Clinical Psychotherapist

​MA ADEP Dip Add Couns 

Compulsive Eating

Whilst food is a necessity of life it is also a source of pleasure and a means of social engagement.

We use food to comfort ourselves, to nurture our loved ones, and to celebrate special events. But for some, the need to eat can become compulsive and uncontrollable.  Although you may try to control addictive behaviour through dieting or self-regulation, you will tend to turn back to overeating in response to stress, anger, or emotional pain.

Unlike alcohol or illicit drugs, food is necessary for physical survival. Yet like drugs and alcohol, food triggers brain chemicals that create feelings of pleasure and comfort. For people who suffer from food addiction, consuming large quantities of food — usually highly palatable foods rich in fat, sugar, or starch — initially offers a rush of pleasurable sensations or a release from emotional distress.
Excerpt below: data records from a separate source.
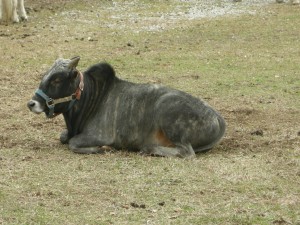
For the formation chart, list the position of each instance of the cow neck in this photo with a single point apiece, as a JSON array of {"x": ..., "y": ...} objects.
[
  {"x": 92, "y": 96},
  {"x": 76, "y": 117}
]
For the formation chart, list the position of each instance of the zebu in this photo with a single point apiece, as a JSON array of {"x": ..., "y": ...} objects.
[
  {"x": 10, "y": 10},
  {"x": 102, "y": 110}
]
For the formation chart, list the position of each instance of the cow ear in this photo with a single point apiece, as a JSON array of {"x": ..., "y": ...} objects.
[
  {"x": 73, "y": 74},
  {"x": 74, "y": 62}
]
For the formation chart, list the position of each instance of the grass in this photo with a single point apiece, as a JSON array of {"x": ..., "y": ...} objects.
[{"x": 246, "y": 66}]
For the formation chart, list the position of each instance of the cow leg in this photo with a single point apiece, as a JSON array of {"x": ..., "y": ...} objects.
[
  {"x": 179, "y": 150},
  {"x": 64, "y": 138},
  {"x": 0, "y": 10},
  {"x": 21, "y": 10},
  {"x": 85, "y": 144},
  {"x": 15, "y": 17}
]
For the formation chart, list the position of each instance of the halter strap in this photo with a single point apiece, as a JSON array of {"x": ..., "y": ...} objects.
[{"x": 52, "y": 102}]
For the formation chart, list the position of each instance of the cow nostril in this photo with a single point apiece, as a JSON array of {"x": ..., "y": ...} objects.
[{"x": 31, "y": 104}]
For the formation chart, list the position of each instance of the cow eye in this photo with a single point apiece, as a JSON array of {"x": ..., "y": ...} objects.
[{"x": 55, "y": 81}]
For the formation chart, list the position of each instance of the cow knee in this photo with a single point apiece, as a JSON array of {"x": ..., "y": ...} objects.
[{"x": 64, "y": 138}]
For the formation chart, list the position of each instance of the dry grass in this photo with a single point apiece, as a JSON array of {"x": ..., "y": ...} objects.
[{"x": 245, "y": 66}]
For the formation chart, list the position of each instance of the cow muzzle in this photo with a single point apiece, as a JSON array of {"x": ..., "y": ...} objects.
[{"x": 35, "y": 106}]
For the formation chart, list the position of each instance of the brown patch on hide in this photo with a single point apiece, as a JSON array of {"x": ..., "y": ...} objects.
[{"x": 162, "y": 139}]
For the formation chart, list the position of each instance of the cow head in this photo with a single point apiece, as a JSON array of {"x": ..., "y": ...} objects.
[{"x": 58, "y": 89}]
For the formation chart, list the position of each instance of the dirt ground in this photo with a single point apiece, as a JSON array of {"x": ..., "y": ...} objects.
[{"x": 244, "y": 63}]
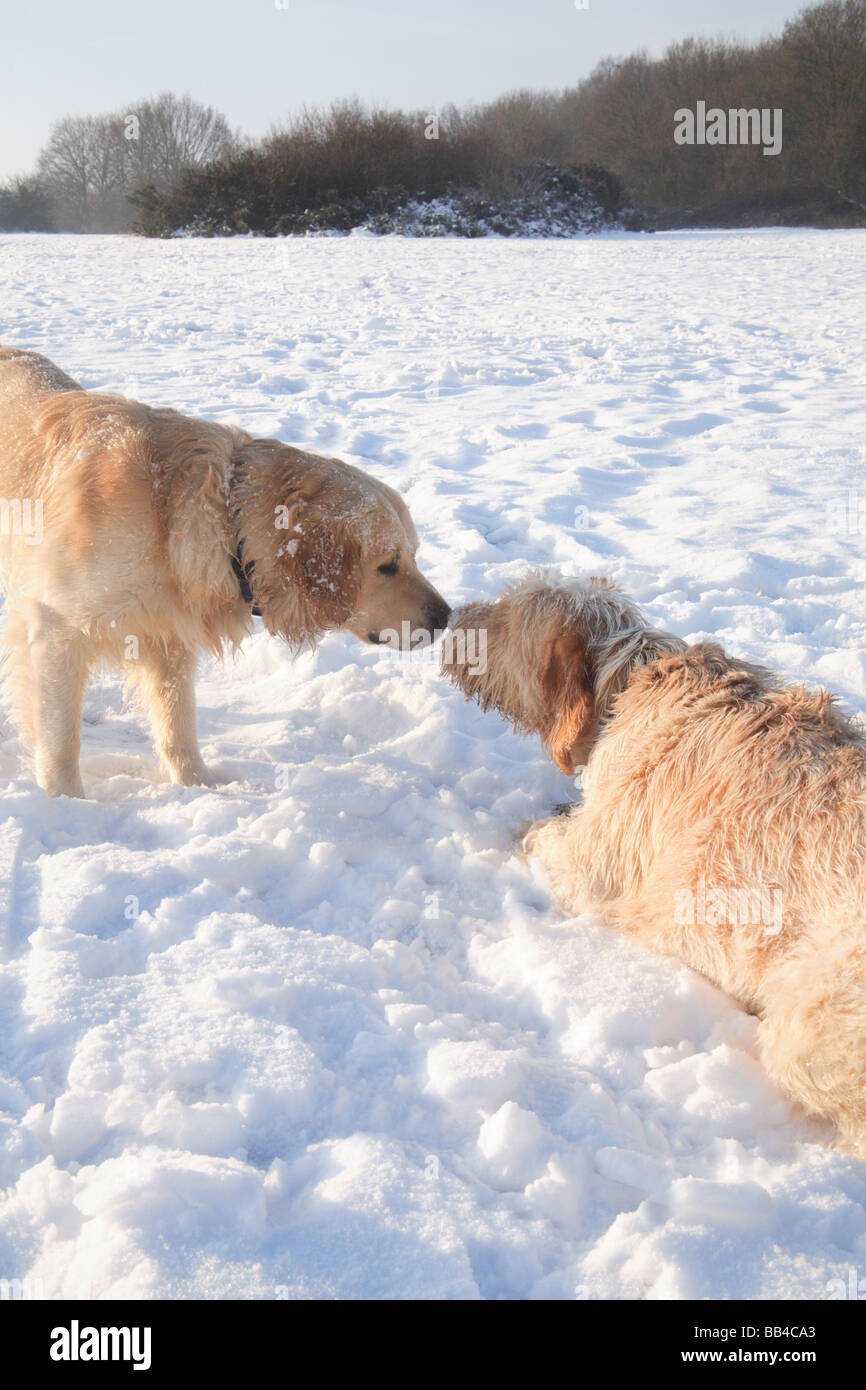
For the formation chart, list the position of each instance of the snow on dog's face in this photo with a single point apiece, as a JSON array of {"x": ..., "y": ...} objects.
[
  {"x": 556, "y": 655},
  {"x": 334, "y": 548}
]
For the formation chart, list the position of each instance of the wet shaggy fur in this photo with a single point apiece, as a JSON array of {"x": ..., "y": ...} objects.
[
  {"x": 723, "y": 818},
  {"x": 141, "y": 513}
]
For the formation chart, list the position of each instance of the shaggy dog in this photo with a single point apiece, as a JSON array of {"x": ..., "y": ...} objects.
[
  {"x": 138, "y": 537},
  {"x": 723, "y": 818}
]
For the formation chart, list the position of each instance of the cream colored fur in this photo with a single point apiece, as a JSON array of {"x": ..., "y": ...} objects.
[
  {"x": 142, "y": 510},
  {"x": 708, "y": 783}
]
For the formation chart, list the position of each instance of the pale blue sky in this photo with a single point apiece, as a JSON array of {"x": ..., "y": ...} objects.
[{"x": 257, "y": 63}]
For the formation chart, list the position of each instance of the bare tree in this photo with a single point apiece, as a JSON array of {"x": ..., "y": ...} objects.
[{"x": 91, "y": 164}]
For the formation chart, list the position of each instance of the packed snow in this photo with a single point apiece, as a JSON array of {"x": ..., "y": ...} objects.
[{"x": 320, "y": 1032}]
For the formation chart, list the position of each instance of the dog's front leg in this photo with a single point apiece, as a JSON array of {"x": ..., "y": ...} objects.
[
  {"x": 555, "y": 844},
  {"x": 166, "y": 677}
]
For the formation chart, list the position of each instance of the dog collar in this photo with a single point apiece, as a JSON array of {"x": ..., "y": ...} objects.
[{"x": 243, "y": 574}]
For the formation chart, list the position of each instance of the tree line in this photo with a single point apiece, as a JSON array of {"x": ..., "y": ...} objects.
[{"x": 171, "y": 164}]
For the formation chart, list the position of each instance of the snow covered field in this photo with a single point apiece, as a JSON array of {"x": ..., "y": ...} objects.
[{"x": 319, "y": 1032}]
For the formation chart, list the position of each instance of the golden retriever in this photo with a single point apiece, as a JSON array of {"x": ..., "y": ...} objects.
[
  {"x": 723, "y": 818},
  {"x": 139, "y": 535}
]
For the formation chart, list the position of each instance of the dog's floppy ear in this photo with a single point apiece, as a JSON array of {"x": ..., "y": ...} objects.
[{"x": 569, "y": 699}]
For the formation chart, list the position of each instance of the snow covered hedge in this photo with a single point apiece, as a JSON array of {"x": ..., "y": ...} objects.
[{"x": 531, "y": 200}]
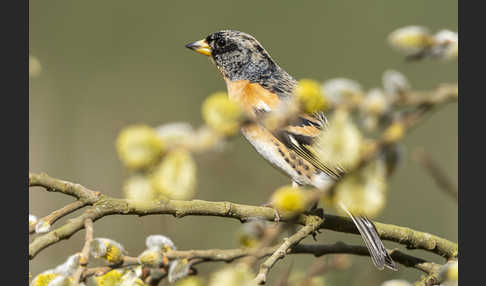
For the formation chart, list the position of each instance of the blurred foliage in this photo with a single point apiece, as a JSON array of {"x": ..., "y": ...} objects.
[{"x": 127, "y": 65}]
Yet these positive responses are soon followed by feelings of shame, guilt, and physical discomfort.

Have you experienced:

  • Obsessive food cravings, combined with a preoccupation with obtaining and consuming food
  • Repeated attempts to stop overeating, followed by self sabotage and return to addictive eating
  • Loss of control over how much, how often and where overeating occurs
  • A pattern of eating alone in order to avoid negative attention from others

Professional treatment is often required to break the cycle of addictive overeating and restore a healthy relationship to food.